Rare Diseases Policy
National Policy for Rare Diseases, 2021 (the Policy) has been finalized and put in public domain.
The Policy can be accessed at website- https://main.mohfw.gov.in/documents/policy.
The Policy aims at lowering the incidence and prevalence of rare diseases based on an integrated and comprehensive preventive strategy encompassing awareness generation, premarital, post-marital, pre-conception and post-conception screening and counselling programmes to prevent births of children with rare diseases, and within the constraints on resources and competing health care priorities, enable access to affordable health care to patients of rare diseases.
Initiatives for treatment support for patients of rare diseases under the Policy are as follows: –
i. Financial support up to Rs. 20 lakhs under the Umbrella Scheme of Rashtriya Arogaya Nidhi shall be provided by the Central Government for treatment, of those rare diseases that require a one-time treatment (diseases listed under Group 1). Beneficiaries for such financial assistance would not be limited to BPL families, but extended to about 40% of the population, who are eligible as per norms of Pradhan Mantri Jan Arogya Yojana, for their treatment in Government tertiary hospitals only.
ii. State Governments can consider supporting patients of such rare diseases that can be managed with special diets or hormonal supplements or other relatively low-cost interventions (Diseases listed under Group 2).
iii. Keeping in view the resource constraints, and a compelling need to prioritize the available resources to get maximum health gains for the community/population, the Government will endeavour to create alternate funding mechanism through setting up a digital platform for voluntary individual and corporate donors to contribute to the treatment cost of patients of rare diseases.
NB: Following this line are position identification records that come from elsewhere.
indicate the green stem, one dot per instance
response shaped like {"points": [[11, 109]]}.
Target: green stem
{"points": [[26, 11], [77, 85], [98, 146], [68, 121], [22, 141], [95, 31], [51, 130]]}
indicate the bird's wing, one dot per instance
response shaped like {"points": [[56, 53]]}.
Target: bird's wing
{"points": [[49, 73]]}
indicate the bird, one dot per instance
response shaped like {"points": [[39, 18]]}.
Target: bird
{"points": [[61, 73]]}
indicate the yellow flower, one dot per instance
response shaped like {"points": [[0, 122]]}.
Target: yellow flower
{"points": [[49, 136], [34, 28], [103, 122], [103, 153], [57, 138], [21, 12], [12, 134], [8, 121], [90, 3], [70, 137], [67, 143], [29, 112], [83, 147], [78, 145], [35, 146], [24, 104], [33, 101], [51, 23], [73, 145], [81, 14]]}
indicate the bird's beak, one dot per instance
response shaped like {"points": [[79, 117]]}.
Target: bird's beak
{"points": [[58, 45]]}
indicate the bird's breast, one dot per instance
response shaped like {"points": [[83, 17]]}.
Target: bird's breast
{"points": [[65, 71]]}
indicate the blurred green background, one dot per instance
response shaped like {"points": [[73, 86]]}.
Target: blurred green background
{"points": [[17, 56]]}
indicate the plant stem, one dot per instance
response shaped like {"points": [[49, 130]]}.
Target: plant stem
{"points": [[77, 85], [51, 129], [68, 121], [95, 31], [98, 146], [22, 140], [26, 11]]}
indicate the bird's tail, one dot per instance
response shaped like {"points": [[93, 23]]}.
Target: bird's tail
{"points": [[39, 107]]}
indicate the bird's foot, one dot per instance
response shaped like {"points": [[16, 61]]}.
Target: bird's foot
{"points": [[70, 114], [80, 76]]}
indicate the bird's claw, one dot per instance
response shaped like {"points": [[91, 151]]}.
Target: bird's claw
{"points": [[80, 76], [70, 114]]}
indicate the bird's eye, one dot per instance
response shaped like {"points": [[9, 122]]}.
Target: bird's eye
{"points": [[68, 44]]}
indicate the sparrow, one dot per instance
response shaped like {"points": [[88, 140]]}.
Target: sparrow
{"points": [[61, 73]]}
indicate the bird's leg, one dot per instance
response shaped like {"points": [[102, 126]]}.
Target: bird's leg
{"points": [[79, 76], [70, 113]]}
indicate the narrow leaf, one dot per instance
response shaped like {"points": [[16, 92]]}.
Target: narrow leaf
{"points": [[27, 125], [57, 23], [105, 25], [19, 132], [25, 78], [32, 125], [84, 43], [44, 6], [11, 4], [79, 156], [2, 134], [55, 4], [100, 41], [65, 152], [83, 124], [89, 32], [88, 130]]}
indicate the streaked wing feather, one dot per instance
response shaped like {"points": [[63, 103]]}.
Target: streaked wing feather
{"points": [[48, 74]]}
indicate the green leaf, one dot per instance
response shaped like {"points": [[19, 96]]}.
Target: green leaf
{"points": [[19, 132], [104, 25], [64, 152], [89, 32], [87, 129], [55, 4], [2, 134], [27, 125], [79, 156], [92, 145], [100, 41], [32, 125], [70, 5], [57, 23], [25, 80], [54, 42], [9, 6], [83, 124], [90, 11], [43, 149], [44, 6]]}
iv. Voluntary crowd-funding for treatment: Keeping in view the resource constraint and competing health priorities, it will be difficult for the Government to fully finance treatment of high-cost rare diseases. The gap can however be filled by creating a digital platform for bringing together notified hospitals where such patients are receiving treatment or come for treatment, on the one hand, and prospective individual or corporate donors willing to support treatment of such patients. The notified hospitals will share information relating to the patients, diseases from which they are suffering, estimated cost of treatment and details of bank accounts for donation/ contribution through online system. Donors will be able to view the details of patients and donate funds to a particular hospital. This will enable donors from various sections of the society to donate funds, which will be utilized for treatment of patients suffering from rare diseases, especially those under Group 3. Conferences will be organized with corporate sector companies to motivate them to donate generously through digital platform. Ministry of Corporate Affairs will be requested to encourage PSUs and corporate houses to contribute as per the Companies Act as well as the provisions of the Companies (Corporate Social Responsibility Policy) Rules, 2014 (CSR Rules). Promoting health care including preventive health care is included in the list in the Schedule for CSR activities.
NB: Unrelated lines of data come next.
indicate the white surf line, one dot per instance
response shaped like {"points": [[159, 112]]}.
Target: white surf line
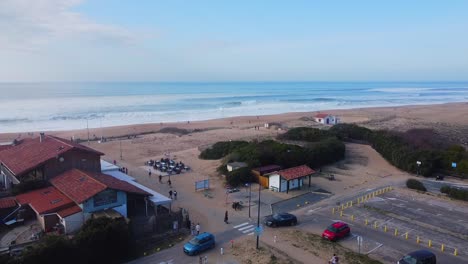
{"points": [[248, 230], [243, 224], [246, 227], [374, 248]]}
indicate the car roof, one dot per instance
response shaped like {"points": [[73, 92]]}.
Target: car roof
{"points": [[421, 253], [338, 224], [203, 235]]}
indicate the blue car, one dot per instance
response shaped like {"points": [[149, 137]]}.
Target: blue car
{"points": [[199, 243]]}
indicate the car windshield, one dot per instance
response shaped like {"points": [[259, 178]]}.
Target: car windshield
{"points": [[410, 260], [277, 216], [195, 241]]}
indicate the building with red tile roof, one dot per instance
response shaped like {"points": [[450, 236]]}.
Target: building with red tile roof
{"points": [[43, 158], [288, 179], [326, 119]]}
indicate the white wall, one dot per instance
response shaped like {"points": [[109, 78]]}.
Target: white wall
{"points": [[273, 181], [72, 222]]}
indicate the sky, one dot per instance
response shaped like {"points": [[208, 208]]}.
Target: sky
{"points": [[242, 40]]}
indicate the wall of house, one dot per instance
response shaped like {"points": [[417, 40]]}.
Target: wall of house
{"points": [[74, 159], [274, 181], [73, 222], [88, 206]]}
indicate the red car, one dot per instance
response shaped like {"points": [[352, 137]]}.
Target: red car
{"points": [[336, 230]]}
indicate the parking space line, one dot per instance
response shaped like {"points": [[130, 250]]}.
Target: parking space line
{"points": [[243, 224], [245, 227], [375, 248]]}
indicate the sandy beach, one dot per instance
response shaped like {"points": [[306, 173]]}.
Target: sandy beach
{"points": [[131, 146]]}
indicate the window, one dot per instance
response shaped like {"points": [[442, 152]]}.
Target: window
{"points": [[105, 197]]}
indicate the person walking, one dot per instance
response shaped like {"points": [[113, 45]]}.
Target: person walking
{"points": [[334, 259]]}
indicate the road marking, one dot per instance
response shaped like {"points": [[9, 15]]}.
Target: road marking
{"points": [[246, 227], [375, 248], [246, 223], [248, 230]]}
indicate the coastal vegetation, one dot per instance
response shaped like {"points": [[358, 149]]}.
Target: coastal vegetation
{"points": [[415, 185], [455, 193], [419, 151], [319, 148], [100, 240]]}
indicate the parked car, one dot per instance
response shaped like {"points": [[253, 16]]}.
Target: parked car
{"points": [[419, 257], [280, 219], [199, 243], [336, 231]]}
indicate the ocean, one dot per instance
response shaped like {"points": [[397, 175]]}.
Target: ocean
{"points": [[63, 106]]}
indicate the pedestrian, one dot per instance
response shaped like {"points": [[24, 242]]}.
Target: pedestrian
{"points": [[334, 259]]}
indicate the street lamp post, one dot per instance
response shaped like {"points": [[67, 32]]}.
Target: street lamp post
{"points": [[258, 216]]}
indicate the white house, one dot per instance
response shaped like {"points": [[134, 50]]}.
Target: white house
{"points": [[288, 179], [326, 119]]}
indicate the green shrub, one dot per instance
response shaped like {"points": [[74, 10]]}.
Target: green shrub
{"points": [[456, 193], [416, 185]]}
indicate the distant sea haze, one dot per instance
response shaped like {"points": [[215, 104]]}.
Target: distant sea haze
{"points": [[63, 106]]}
Treatment cost of the patient will be first charge on this fund. Any leftover fund after meeting treatment cost can be utilized for research purpose also.
At present financial assistance to poor patients, living below threshold poverty line and also to the population, who are eligible as per norms of Pradhan Mantri Jan Arogya Yojana under Ayushman Bharat, suffering from specified rare diseases for their treatment at Government Hospitals or Institutes having super specialty facilities / Government tertiary hospitals is being provided under the Umbrella Scheme of Rashtriya Arogya Nidhi (RAN). The budget allocation for the current financial year 2021-2022 for rare diseases is Rupees 25 Crore.
National Policy for Rare Diseases, 2021 provides for National Consortium for Research and Development on therapeutics for Rare Diseases with an expanded mandate to include research & development, technology transfer and indigenization of therapeutics for rare diseases. It will be convened by Department of Health Research (DHR) with ICMR as a member.
The Union Minister of State for Health and Family Welfare, Dr. Bharati Pravin Pawar stated this in a written reply in the Lok Sabha here today.